Pertussis Vaccine DTaP Not Giving Lasting Immunity
Whooping cough (pertussis) is perhaps one of the most scary infections newborns can get, right up there with meningitis, and for those of us in the medical field, we have images of infants on respirators in the neonatal or pediatric intensive care units. Having said that, we need to put things in perspective as to how common this infection is. In the past 10 years in the USA, we have averaged 18-20 deaths a year with all being in the 3 months and under age group. This is out of about 4 million births a year, and devastating to the families of course.
The article, “Tdap Vaccine Effectiveness in Adolescents During the 2012 Washington State Pertussis Epidemic,” just published in Pediatrics, points out a few important facts:
- We switched from whole cell pertussis vaccine (DPT) to the acellular DTaP in 1997
- We added a dose of Tdap to teenagers in 2005
- For those who got the Tdap, it’s effectiveness was 73% at a year and 34% at 2-4 years. You can read more on that here…

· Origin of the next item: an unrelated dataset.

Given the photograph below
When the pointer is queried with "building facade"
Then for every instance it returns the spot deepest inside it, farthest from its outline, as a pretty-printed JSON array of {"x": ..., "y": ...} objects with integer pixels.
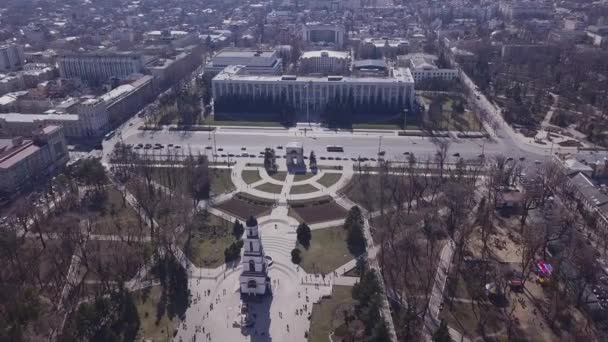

In 2012, the US had their worst year for pertussis cases in recent memory. Washington State had almost 5000 cases, and in my practice alone I had 20 cases (more than I had seen in my entire career). It is now clear, as this article points out, that the acellular vaccine is not as effective as we would like it to be. The old whole cell vaccine was horrible in terms of side effects, causing very high fevers, seizures, and deaths.
Why are there far fewer cases of pertussis in 2013 and 2014? Was it some new vaccine? No. There are seasonal variations in diseases and this is a point that is often missed when we are talking about vaccines. Too often a vaccine is given all the credit for the reduction in disease or we blame a vaccine as a failure when there is a huge increase.
The pertussis vaccines have a large amount of aluminum and thus my strong recommendation against giving this vaccine in pregnancy. We simply do not have any safety studies that would make that recommendation reasonable. Because pertussis can be deadly, especially to infants, I do recommend this vaccine on the regular CDC schedule and even though this article points out that the protection provided is not lasting, it may be enough to provide a significant measure of herd immunity and thus protect the youngest infants who are at greatest risk of death.
If you are bringing a newborn home, the best thing to do is make sure all family members and care givers have had a recent pertussis vaccine. As they develop a new vaccine, I hope they will find a safer adjuvant so we can remove the aluminum and thus safely vaccinate pregnant moms as well. For now, if you might be getting pregnant in the next year or two, I recommend women of child bearing age get the Tdap (before you get pregnant). Unless your family has a family history of autism, autoimmune issues, or troubles with toxins, etc. I do recommend the Tdap for infants as pertussis risk is real and we will likely have another year like 2012.